Could this just be because the training data also has data on the drop during the financial crisis? Let's make a simpel test train split and find out!

In [None]:
from sklearn.model_selection import train_test_split

In [None]:
 x_train, x_test, y_train, y_test = train_test_split(x, y, test_size=0.33, random_state=42)

In [None]:
lasso = lasso.fit(x_train, y_train)

In [None]:
plot_data = pd.DataFrame()
plot_data['true'] = y_test
plot_data['predicted'] = lasso.predict(x_test)
plot_data.sort_index().plot()

That looks still like a very good prediction. Would this be the correct way to make your test-train split in this case?

</br>
</br>
</br>
</br>
</br>
</br>
</br>
</br>

It would be better to select a continous period for the training laying further back in the past then the testing data 

In [None]:
train_y = df.loc['1980-04':'2006-01','Aluminum'] # select the Aluminum from the second period onwards
train_x = df.loc[:'2005-10', :] # select the predictors from all of the data
test_y = df.loc['2006-01':,'Aluminum'] # select the Aluminum from the second period onwards
test_x = df.loc['2005-10':'2015-11', :] # select the predictors from all of the data

In [None]:
lasso = lasso.fit(train_x, train_y)

In [None]:
plot_data = pd.DataFrame()
plot_data['true'] = test_y
plot_data['predicted'] = lasso.predict(test_x)
plot_data.plot()

Let's have a look at the coefficients the model uses

In [None]:
non_zero_coefficents = np.abs(lasso.coef_,)>0
pd.Series(lasso.coef_[non_zero_coefficents], index=x.columns[non_zero_coefficents])

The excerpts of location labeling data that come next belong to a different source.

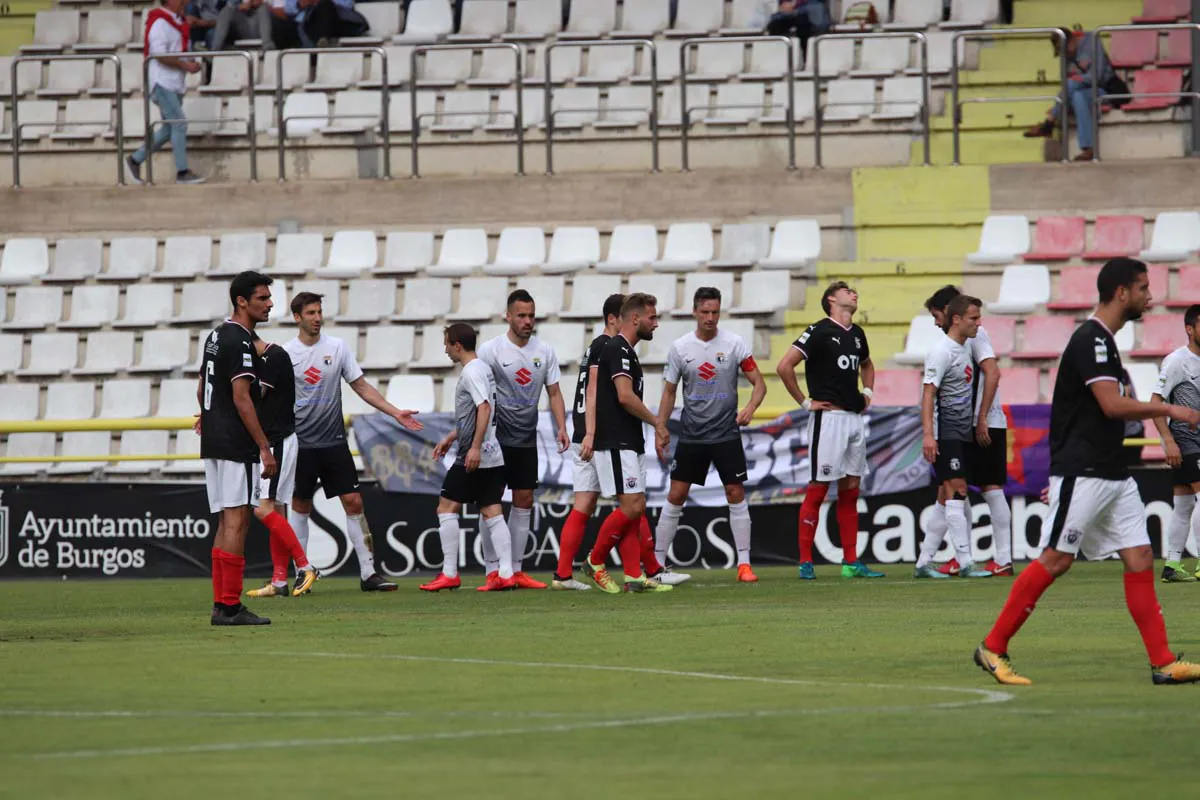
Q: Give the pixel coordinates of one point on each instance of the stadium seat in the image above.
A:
(689, 247)
(923, 334)
(630, 248)
(163, 350)
(588, 293)
(796, 245)
(1044, 337)
(1057, 239)
(1023, 288)
(407, 252)
(1165, 80)
(1113, 236)
(23, 260)
(463, 251)
(742, 245)
(1176, 236)
(93, 306)
(427, 20)
(388, 347)
(76, 259)
(425, 299)
(370, 300)
(1161, 334)
(35, 308)
(762, 293)
(141, 443)
(148, 305)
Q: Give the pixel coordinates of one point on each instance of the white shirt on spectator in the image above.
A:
(166, 38)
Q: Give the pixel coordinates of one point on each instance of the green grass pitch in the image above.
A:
(120, 689)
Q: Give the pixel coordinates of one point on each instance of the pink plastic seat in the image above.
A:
(1056, 239)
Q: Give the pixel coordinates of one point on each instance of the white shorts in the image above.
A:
(281, 487)
(837, 445)
(619, 471)
(1095, 516)
(583, 471)
(231, 483)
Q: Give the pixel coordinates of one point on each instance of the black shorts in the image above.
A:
(520, 467)
(989, 465)
(333, 467)
(484, 487)
(691, 462)
(951, 459)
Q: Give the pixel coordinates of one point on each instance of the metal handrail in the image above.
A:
(1097, 48)
(694, 43)
(925, 102)
(16, 114)
(519, 83)
(198, 54)
(641, 44)
(384, 96)
(1008, 32)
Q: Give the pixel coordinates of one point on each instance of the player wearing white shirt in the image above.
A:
(319, 364)
(1179, 383)
(707, 362)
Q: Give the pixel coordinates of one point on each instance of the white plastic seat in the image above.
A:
(35, 308)
(76, 259)
(351, 253)
(588, 293)
(163, 349)
(480, 299)
(148, 305)
(370, 300)
(689, 246)
(425, 299)
(1003, 240)
(93, 306)
(796, 245)
(23, 260)
(185, 257)
(407, 252)
(388, 347)
(762, 293)
(630, 248)
(463, 251)
(1023, 288)
(519, 251)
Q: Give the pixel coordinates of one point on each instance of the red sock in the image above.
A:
(1023, 599)
(611, 531)
(1147, 614)
(847, 524)
(569, 543)
(279, 527)
(810, 515)
(649, 561)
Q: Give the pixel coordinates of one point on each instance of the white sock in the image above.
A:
(357, 527)
(960, 530)
(739, 523)
(519, 530)
(502, 543)
(1180, 527)
(935, 534)
(665, 531)
(1001, 525)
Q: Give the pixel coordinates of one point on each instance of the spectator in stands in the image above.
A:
(166, 32)
(321, 23)
(1083, 74)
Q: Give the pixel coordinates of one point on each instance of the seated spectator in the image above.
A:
(321, 23)
(1083, 74)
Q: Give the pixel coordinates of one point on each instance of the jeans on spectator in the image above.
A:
(172, 107)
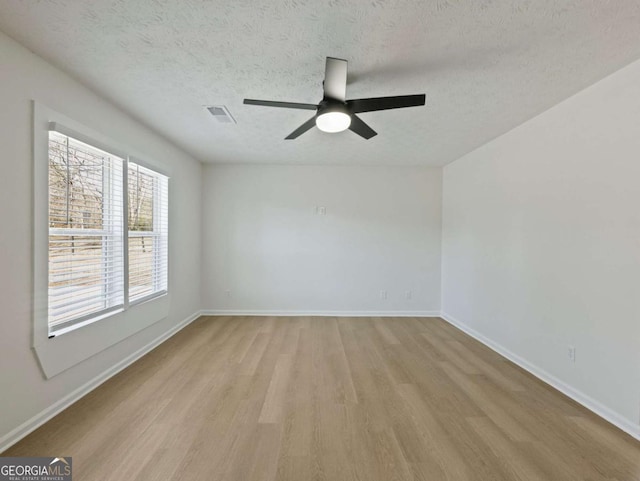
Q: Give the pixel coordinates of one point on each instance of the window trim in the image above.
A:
(58, 353)
(85, 320)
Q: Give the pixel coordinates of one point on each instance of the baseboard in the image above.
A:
(588, 402)
(242, 312)
(39, 419)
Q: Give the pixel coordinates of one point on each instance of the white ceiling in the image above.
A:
(486, 66)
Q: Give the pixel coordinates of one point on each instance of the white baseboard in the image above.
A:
(627, 425)
(243, 312)
(39, 419)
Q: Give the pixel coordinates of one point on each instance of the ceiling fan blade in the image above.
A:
(335, 79)
(361, 128)
(386, 103)
(285, 105)
(302, 129)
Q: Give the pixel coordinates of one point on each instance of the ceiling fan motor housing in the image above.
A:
(333, 116)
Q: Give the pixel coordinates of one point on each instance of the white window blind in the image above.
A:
(148, 232)
(86, 260)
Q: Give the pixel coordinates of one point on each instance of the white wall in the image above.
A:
(264, 242)
(24, 77)
(541, 244)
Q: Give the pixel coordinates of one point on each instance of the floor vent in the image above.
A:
(221, 113)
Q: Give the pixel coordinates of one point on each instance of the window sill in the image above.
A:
(61, 352)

It looks like we take in all the variables that we have. Can you see why that would be wrong to do, for instance look at the 4 Crude Oil indicators. We can calculate the correlation between the crude oil columns to see if they bring something different to the table:

In [None]:
df.filter(like='Crude Oil').corr()

Can you find other columns which might not be good predictors?

We can adjust the regularisation in the Lasso model to reduce the amount of variables we are using in our model by adjusting the alpha values. Can you find the optimal alpha value? 

By using KFolds and a lasso model with cross validation we can find the optimal value of alpha based on the folds we use. 

In [None]:
from sklearn.model_selection import KFold
from sklearn.linear_model import LassoCV

The same thing can be done by using leave one out cross validation

In [None]:
from sklearn.model_selection import LeaveOneOut

We can also use a stratisfied KFolds

In [None]:
from sklearn.model_selection import StratifiedKFold

Can you show the differences between the three cross validation methods?